I’m glad. I really don’t want to argue with Petal about having River around my father. It’s not like my father ever pays River much attention. There’s a part of me that thinks he hates him, so for the most part, I limit their interaction. Mom, however, loves River.
“I don’t mind,” I tell Craig, smiling just to annoy him—and lying my ass off.
I want to punch the asshole in the face. I do mind, dumbass. I want to scream that and then break out those over-bleached capped teeth of his with my fist. I do neither of those things, which is probably for the best, but definitely isn’t satisfying.
“Not at all. I should be getting to my table. I just thought I’d stop by and say hi when I saw you.”
“Hi,” Craig answers, and he’s not bothering to hide his annoyance. That’s fine. He’s about to get a lot more annoyed. Sucks to be him.
“You look like Dallas is agreeing with you, Craig. I guess you don’t miss small town life at all these days.”
“Well, there are a few things that make small town life good,” Craig replies, and the bastard winks at Petal.
I really, really want to bury my fist in his face. I resist, but when Petal blushes, it’s not easy to hold back.
“Shit. Are those flashing lights? I can’t get a night off to save me,” I mention as cool as I can while looking out the window.
“Yeah, I imagine being a sheriff in a town with the population of… what? Six hundred? I imagine that’s really exciting.”

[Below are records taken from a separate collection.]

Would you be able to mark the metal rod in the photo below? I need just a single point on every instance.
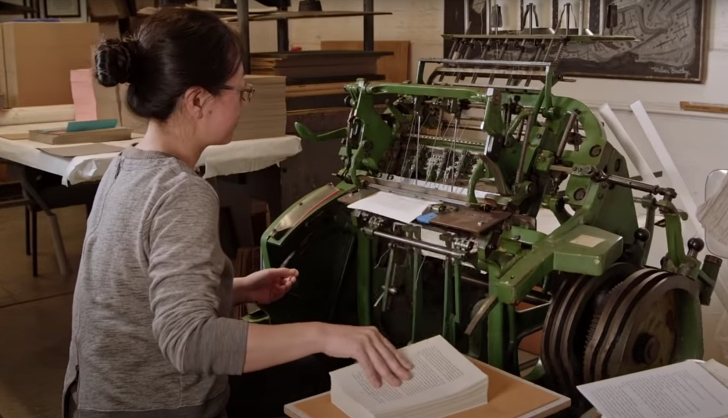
(582, 9)
(565, 137)
(466, 15)
(487, 62)
(369, 26)
(244, 21)
(488, 14)
(421, 245)
(524, 148)
(282, 25)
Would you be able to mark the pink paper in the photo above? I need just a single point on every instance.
(82, 91)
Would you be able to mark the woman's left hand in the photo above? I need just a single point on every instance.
(264, 286)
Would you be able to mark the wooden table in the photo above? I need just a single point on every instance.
(508, 397)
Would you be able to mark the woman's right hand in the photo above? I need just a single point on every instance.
(376, 355)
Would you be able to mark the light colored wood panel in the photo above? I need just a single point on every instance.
(394, 67)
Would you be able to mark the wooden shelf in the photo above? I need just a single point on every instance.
(282, 16)
(310, 15)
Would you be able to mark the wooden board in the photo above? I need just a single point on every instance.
(508, 397)
(396, 67)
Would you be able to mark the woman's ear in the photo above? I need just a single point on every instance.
(194, 101)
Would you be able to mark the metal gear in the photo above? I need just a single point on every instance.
(567, 325)
(641, 325)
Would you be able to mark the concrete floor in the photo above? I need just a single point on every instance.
(35, 314)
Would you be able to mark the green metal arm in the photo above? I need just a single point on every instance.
(308, 135)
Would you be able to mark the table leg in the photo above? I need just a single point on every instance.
(60, 250)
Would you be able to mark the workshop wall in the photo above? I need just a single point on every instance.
(83, 18)
(682, 132)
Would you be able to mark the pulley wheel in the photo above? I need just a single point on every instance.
(640, 326)
(567, 323)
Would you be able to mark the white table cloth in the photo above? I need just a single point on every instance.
(220, 160)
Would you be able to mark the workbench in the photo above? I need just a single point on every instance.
(29, 163)
(509, 396)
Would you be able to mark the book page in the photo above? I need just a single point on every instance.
(390, 205)
(683, 390)
(439, 370)
(717, 370)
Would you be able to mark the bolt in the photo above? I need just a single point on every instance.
(595, 151)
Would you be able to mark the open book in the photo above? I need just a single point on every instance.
(443, 383)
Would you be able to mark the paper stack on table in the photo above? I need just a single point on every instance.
(691, 389)
(443, 383)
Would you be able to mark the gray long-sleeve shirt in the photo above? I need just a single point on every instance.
(152, 333)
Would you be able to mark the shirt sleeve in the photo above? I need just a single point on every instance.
(185, 268)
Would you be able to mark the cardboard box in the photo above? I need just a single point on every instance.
(39, 57)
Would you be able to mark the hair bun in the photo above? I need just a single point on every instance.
(115, 61)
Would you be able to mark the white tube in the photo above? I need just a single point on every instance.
(627, 144)
(683, 193)
(677, 181)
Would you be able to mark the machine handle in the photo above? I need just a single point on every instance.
(307, 134)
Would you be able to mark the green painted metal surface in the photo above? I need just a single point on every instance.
(471, 293)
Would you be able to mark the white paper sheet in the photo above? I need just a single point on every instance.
(720, 25)
(630, 148)
(233, 158)
(718, 370)
(683, 390)
(677, 181)
(390, 205)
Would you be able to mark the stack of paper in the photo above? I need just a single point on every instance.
(690, 389)
(443, 383)
(265, 115)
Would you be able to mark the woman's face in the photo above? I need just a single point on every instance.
(223, 112)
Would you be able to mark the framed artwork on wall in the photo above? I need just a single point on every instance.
(670, 35)
(62, 8)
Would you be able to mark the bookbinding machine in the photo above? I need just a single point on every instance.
(481, 135)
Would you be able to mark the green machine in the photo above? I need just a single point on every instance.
(480, 139)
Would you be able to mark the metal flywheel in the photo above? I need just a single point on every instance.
(627, 320)
(648, 321)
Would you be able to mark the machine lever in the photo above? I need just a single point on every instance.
(307, 134)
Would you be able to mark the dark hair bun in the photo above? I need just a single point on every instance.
(115, 61)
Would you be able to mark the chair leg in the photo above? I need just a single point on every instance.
(34, 242)
(27, 231)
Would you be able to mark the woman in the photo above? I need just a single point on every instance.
(151, 329)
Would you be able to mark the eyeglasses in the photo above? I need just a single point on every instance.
(246, 93)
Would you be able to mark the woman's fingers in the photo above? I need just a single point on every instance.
(400, 358)
(362, 357)
(380, 364)
(392, 358)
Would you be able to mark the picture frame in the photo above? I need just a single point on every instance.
(671, 43)
(62, 8)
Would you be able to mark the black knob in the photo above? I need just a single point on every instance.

“You’d be surprised. But luckily, it just looks like some big fancy BMW is getting towed away. That’s not me. Nice car. We don’t usually see those around here. Must be someone from the city. They probably parked in the wrong spot or something. Anyway, I’ll let you two get back to your dinner. See you tomorrow, Petal,” I answer, turning around with a smile. With each step I make, I count silently. One. Two. Three. Fo—
“What the fuck?” Craig growls, and it seems like the whole restaurant goes quiet.
“Craig, this is a family restaurant,” Petal says, looking around uncomfortably. It doesn’t matter to Craig though; he’s too busy seeing his expensive convertible hauled off on the back of a wrecker.
“What the fuck??” Craig repeats like a damned parrot. “Did you have me towed, Parish? Because I took your ex on a date?”
“Whoa, man. Is that your car? How would I have done that? I didn’t even know you were here, and what could I have possibly had you towed over? You need to check yourself,” I add helpfully. “If I was you, though, I’d hurry, because if they take your car to the impound this late on a Saturday, you won’t get the thing out until Monday.”
“Motherfucker. Petal—”
“Go on, Craig. I’ll be fine,” she insists.
Craig gives me a hateful look with a growl and stomps off.
“Happy now, Luka Parish?” Petal asks grouchily.
I don’t know what to say to her, really, but I’m pretty sure I don’t need to be telling her the truth that I love that Craig is gone—or that I am the one responsible for having him towed.